Un avvertimento, però, anche ai fan di Tarantino: non aspettatevi di vedere un videogame pieno di morti e sangue a ritmo di musica come un ‘Kill Bill’ o un ‘Machete’ qualsiasi: qui la violenza, seppure in quantità industriale, non è gratuita e non è fine a se stessa. E, soprattutto, il film è inserito in un contesto storico particolare, che ha un’importanza e una morale fondamentale per la sua comprensione.
La storia è quella di due artisti circensi che, nella Spagna franchista (attenzione a questo ‘piccolo’ dettaglio…), si contendono l’amore di una bella trapezista. I due sono totalmente diversi per carattere e idee: Sergio, capo-clown, è sanguigno, tirannico, ubriacone e donnaiolo. Javier, pagliaccio triste, è timido e compassato, ma dentro di sè ha un insaziabile desiderio di vendetta verso il regime e i despoti in generale, e questo in seguito alla morte violenta del padre, ucciso dalle truppe governative. I due si trovano ben presto in conflitto tra di loro, reclamando entrambi il cuore della donna: una gelosia che li farà impazzire, massacrandosi a vicenda in modo così cruento da far rivoltare lo stomaco anche degli spettatori più smaliziati, e riducendosi a due penosi ‘freaks’ che faranno inorridire anche la persona amata.

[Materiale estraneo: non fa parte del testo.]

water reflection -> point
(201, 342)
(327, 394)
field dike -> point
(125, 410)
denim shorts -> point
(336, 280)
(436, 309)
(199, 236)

La morale è evidente, ma non banale: le dittature e i regimi totalitari possono trasformare e far impazzire chiunque, anche la gente ‘normale’, forse la più incapace di comprendere i motivi di tanta rabbia, odio e orrore, e quindi più vulnerabile di altri…
E’ curioso notare che a questa Mostra del Cinema è presente anche un’altra pellicola (da noi recensita) che ha moltissime similitudini con questa, pur essendo stilisticamente ben diversa: si tratta di Post Mortem di Pablo Larrain: anch’essa infatti ‘parla’ spagnolo, ha una rivoluzione sullo sfondo (quella cilena, e anche l’anno è lo stesso: il 1973!) , e tratta di una persona apparentemente ‘normale’ che gli eventi trasformano tragicamente. Due modi diversi di fare cinema, ma che conducono allo stesso fine.
Anche questo è il bello dei Festival.